Prendre en considération les préconisations du médecin du travail
lundi 13 octobre 2025
Cass. soc., n° 24-15.895 du 24 septembre 2025
L'employeur est tenu de prendre en considération les préconisations du médecin du travail malgré le recours contre son avis et ne peut décider seul d'une nouvelle organisation dans l'attente de la décision des juges
En application de l'article L. 4624-6 du Code du travail, l'employeur est tenu de prendre en considération l'avis et les indications ou les propositions émis par le médecin du travail. En cas de refus, l'employeur fait connaître par écrit au travailleur et au médecin du travail les motifs qui s'opposent à ce qu'il y soit donné suite.

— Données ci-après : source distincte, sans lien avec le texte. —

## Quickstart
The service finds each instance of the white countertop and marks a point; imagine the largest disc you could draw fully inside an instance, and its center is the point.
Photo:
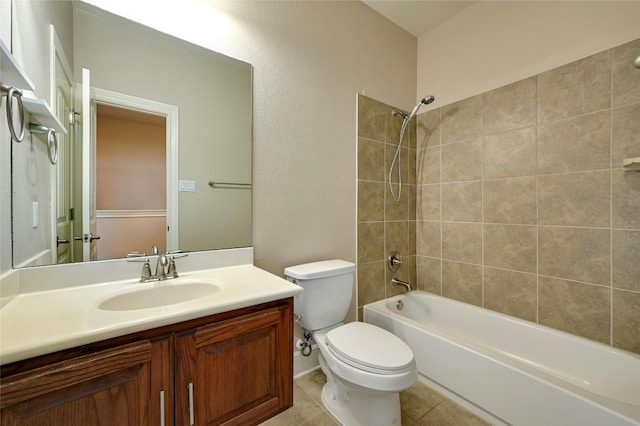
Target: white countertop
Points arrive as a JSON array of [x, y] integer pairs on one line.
[[41, 322]]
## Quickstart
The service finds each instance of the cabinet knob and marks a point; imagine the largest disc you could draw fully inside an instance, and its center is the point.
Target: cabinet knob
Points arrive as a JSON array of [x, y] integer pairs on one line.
[[192, 416]]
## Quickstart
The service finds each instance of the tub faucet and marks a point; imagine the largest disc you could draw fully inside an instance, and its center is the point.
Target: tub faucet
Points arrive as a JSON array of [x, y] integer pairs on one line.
[[395, 282]]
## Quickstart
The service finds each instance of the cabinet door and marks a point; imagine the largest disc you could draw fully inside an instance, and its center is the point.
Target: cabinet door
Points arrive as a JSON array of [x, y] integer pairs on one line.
[[111, 387], [236, 372]]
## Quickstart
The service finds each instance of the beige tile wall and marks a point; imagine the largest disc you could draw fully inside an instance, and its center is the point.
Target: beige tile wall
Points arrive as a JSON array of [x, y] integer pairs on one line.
[[384, 225], [521, 204]]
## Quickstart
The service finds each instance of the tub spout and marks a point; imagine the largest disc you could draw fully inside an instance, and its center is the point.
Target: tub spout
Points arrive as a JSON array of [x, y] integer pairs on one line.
[[396, 282]]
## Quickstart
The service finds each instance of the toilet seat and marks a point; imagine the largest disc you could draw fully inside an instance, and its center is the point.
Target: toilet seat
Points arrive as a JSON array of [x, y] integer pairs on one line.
[[370, 348]]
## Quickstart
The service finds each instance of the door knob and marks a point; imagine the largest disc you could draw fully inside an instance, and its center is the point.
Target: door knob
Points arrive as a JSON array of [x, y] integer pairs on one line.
[[87, 238]]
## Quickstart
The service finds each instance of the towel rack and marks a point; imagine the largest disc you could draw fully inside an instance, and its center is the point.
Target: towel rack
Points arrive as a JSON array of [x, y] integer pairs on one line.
[[229, 185], [11, 93]]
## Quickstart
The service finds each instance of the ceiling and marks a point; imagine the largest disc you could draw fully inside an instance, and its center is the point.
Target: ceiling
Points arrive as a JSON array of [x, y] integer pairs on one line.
[[418, 16]]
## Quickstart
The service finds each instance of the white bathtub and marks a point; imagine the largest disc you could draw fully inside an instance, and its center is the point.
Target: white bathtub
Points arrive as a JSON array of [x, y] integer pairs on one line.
[[519, 372]]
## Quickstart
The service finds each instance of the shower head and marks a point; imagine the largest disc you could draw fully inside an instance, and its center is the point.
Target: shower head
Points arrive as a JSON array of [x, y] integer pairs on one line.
[[400, 113], [428, 100], [425, 101]]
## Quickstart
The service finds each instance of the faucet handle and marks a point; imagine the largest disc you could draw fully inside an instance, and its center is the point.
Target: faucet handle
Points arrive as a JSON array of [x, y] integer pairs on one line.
[[146, 271], [172, 272]]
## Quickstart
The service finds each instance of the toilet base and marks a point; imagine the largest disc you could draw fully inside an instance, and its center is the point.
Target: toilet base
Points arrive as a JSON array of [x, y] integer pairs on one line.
[[354, 406]]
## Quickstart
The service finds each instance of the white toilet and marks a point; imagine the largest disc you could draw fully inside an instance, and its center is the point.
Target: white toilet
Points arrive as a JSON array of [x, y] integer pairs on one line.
[[366, 366]]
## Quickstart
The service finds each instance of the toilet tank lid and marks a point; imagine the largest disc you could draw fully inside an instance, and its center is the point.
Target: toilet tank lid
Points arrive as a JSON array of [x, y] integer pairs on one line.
[[322, 269]]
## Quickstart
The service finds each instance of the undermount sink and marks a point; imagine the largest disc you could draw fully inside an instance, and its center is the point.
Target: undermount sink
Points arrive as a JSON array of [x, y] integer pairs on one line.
[[161, 295]]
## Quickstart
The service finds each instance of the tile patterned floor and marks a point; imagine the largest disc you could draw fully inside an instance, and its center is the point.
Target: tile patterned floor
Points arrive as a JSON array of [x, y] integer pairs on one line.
[[421, 406]]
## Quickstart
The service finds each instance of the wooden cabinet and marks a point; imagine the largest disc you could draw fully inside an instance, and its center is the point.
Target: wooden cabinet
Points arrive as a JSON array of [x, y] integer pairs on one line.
[[233, 368], [234, 372]]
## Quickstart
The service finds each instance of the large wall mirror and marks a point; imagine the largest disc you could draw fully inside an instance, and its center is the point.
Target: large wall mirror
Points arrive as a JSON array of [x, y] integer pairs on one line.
[[158, 148]]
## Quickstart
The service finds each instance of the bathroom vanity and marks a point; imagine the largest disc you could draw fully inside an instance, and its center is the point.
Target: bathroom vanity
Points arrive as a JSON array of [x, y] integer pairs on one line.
[[221, 358]]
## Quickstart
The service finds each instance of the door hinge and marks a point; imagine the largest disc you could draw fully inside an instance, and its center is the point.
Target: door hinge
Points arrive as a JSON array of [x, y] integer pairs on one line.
[[72, 116]]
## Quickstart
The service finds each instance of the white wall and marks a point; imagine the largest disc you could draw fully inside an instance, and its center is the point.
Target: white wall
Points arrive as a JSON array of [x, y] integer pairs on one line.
[[494, 43], [310, 59]]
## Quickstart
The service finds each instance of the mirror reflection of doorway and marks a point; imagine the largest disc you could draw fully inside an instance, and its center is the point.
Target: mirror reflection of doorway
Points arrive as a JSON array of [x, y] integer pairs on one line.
[[131, 185]]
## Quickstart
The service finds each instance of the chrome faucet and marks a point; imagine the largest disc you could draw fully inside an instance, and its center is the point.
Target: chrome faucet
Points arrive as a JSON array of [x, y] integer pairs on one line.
[[395, 282], [165, 267], [161, 265]]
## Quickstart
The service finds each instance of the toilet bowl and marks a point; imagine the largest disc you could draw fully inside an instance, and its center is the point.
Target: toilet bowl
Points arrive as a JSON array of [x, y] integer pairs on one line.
[[366, 367]]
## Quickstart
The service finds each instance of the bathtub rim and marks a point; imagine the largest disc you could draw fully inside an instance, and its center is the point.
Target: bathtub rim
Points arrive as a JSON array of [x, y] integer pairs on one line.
[[615, 407]]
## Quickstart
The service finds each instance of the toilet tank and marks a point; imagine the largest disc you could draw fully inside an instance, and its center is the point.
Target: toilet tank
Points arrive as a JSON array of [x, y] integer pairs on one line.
[[328, 286]]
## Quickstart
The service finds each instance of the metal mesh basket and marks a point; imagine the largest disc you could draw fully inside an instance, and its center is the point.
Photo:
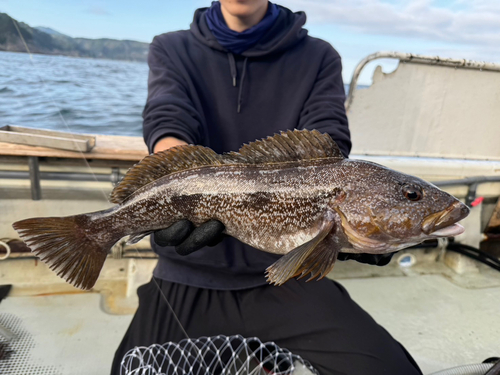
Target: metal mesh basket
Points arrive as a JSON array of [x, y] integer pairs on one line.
[[224, 355]]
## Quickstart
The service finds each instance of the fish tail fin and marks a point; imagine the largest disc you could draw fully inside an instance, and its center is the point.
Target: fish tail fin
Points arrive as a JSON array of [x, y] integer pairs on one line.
[[63, 244]]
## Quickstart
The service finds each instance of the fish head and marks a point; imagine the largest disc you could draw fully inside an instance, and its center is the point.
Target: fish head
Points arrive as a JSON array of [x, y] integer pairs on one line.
[[383, 210]]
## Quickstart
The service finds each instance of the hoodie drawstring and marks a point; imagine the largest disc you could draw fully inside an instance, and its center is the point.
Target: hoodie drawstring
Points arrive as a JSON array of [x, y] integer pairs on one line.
[[240, 99], [232, 68]]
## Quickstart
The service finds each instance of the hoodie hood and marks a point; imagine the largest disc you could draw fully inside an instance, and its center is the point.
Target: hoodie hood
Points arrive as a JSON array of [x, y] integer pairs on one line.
[[286, 32]]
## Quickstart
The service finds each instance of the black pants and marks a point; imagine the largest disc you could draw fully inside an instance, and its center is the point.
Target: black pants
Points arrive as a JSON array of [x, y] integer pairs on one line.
[[316, 320]]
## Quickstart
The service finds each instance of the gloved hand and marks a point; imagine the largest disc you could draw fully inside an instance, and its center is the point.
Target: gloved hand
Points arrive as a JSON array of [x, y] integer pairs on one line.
[[373, 259], [188, 239]]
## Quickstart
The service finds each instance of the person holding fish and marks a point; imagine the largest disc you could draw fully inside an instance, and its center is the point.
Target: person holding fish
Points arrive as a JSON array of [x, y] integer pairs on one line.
[[282, 207], [245, 70]]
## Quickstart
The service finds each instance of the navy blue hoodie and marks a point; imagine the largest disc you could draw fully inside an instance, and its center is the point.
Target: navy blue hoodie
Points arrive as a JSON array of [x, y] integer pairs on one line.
[[202, 94]]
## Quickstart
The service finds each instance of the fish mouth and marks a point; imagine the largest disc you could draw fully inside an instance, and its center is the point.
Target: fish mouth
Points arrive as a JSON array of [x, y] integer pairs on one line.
[[444, 223]]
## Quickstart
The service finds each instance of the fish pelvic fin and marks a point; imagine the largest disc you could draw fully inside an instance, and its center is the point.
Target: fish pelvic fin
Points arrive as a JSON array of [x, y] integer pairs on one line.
[[316, 257], [62, 243]]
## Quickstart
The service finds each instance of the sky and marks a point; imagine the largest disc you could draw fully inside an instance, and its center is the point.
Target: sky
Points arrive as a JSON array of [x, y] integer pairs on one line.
[[356, 28]]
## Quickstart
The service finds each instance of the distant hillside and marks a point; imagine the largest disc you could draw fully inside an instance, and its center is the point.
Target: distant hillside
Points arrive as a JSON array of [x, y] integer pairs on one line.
[[50, 42]]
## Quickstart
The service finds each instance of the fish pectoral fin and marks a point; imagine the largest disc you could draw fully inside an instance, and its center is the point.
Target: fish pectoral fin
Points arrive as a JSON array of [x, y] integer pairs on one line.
[[321, 260], [304, 259]]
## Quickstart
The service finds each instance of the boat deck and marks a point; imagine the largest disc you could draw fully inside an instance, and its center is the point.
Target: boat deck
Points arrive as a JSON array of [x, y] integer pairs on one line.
[[442, 318]]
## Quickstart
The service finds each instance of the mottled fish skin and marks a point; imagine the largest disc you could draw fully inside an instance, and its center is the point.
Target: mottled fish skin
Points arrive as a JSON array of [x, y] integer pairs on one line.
[[292, 194], [275, 208]]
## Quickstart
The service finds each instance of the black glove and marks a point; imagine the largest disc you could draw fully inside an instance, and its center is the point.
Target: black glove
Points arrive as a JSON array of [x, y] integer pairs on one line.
[[373, 259], [188, 239]]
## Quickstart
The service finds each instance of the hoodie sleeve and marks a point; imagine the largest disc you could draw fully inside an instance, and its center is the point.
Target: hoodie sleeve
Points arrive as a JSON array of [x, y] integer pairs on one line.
[[324, 108], [169, 111]]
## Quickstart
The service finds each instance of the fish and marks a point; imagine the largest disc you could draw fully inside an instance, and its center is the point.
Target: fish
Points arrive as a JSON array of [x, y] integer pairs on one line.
[[292, 194]]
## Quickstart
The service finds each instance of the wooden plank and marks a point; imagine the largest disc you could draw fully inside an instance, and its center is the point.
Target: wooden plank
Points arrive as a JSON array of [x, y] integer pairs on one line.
[[108, 147], [47, 138], [494, 223]]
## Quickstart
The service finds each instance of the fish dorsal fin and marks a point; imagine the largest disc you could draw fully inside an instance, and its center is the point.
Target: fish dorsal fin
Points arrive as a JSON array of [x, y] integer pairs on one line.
[[163, 163], [287, 146], [292, 145]]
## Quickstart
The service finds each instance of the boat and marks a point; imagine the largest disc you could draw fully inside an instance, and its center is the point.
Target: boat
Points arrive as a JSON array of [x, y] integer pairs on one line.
[[433, 117]]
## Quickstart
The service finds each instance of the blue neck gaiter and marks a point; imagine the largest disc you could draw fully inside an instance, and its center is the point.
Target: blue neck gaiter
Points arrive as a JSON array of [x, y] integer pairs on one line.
[[234, 41]]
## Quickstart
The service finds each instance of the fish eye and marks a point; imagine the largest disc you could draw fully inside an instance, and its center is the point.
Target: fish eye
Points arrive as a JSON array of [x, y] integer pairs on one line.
[[412, 193]]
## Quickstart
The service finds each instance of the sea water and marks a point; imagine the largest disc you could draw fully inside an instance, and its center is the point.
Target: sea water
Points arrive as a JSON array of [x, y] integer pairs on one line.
[[72, 94]]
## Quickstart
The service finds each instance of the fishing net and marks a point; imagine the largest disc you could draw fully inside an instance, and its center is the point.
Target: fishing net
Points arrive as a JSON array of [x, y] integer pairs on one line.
[[224, 355]]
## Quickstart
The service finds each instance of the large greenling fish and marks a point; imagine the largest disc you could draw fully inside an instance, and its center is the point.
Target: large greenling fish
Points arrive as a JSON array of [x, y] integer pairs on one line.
[[292, 194]]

Le cas échéant, le salarié ou l'employeur peut saisir le Conseil de prud'hommes (CPH) selon la procédure accélérée au fond d'une contestation portant sur les avis, propositions, conclusions écrites ou indications émis par le médecin du travail reposant sur des éléments de nature médicale (article L. 4624-7 du Code du travail).
Dans cet arrêt du 24 septembre 2025, la Cour de cassation rappelle que l'employeur est tenu de prendre en considération les préconisations du médecin du travail malgré le recours contre son avis.
Ainsi, l'employeur ne peut pas décider tout seul d'une dispense d'activité comme solution d'attente e la décision à intervenir suite à la contestation de l'avis médical sans échange préalable avec le salarié et le médecin du travail.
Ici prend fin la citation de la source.